最近は猫がいなくなったパニックで個人情報を自ら晒してしまい、後々問題になっているパターンが散見されます。記載内容はよく吟味し、猫が見つかった後の御礼投稿やアカウントの削除も含め、事前に決めておくことをおすすめします。
5.プロに探してもらう
どうしても見つけられない、見つけたものの捕まえられない、仕事などで捜索に時間をかけられないなどの場合は、迷子になった猫の捜索を請け負ってくれるペット探偵などのプロに依頼することが解決につながるでしょう。
信頼できそうな業者を事前に探し、いざというときにすぐに頼めるようにしておきましょう。
愛猫のための脱走予防策
脱走して保護されたときに、飼い主さんの飼い猫であると証明できるよう、マイクロチップを装着しておきましょう。引っ越しや電話番号の変更など、連絡先が変わる都度、速やかに登録情報を変更しておくことも大切です。
また、猫が脱走しやすい箇所の多くは、玄関、窓そして網戸です。開けっ放しにしないことは大原則ですが、自力で開けさせないことも大切です。特に窓の網戸は軽くて猫の力でも開けられますので、市販のストッパーなどを利用してロックしましょう。
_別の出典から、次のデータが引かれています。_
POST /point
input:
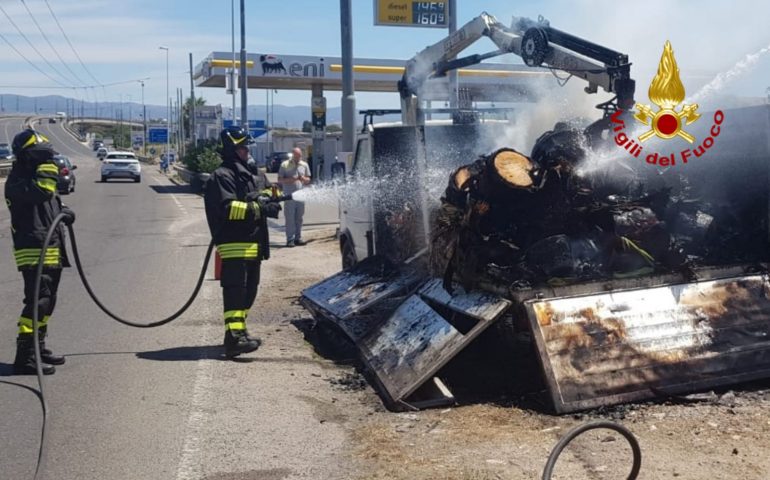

二重扉も有効な対策です。ただし、どの家でも二重扉を設置できるわけではありません。その場合は、玄関や窓などの手前に柵を設置し、出られないようにすると良いでしょう。
愛猫と外出する時は必ずキャリーバッグに入れ、出入り口をしっかりと閉めましょう。万が一驚いても外に飛び出ないように、猫用のハーネスとリードを装着し、バッグに固定しておくこともおすすめです。また、洗濯用ネットに入れてからバッグに入れるのも効果的です。周りを囲まれて、猫自身も落ち着けるという効果もあります。
ほかにも、自分の縄張り(室内)への侵入者を見張るために、ベランダに出たがるかもしれません。その場合は落下事故も考慮して、転落防止ネットを設置しましょう。できれば、室内の窓際で自由に外を監視できるスペースを確保することをおすすめします。
まとめ
事故も含めて、愛猫の脱走予防策を打っていても、万が一ということはありえます。その際、慌てずに必要な対処を行えるよう、今回の内容を参考にしていただければ幸いです。
なお、脱走した愛猫が無事に戻ってきた場合、どんなに元気そうに見えても、動物病院でチェックしてもらいましょう。野良猫との喧嘩などが原因で感染症にかかっているかもしれません。
他にも、ケガ、異物の誤飲、寄生虫感染など、外の世界はさまざまなリスクがあることを忘れないでください。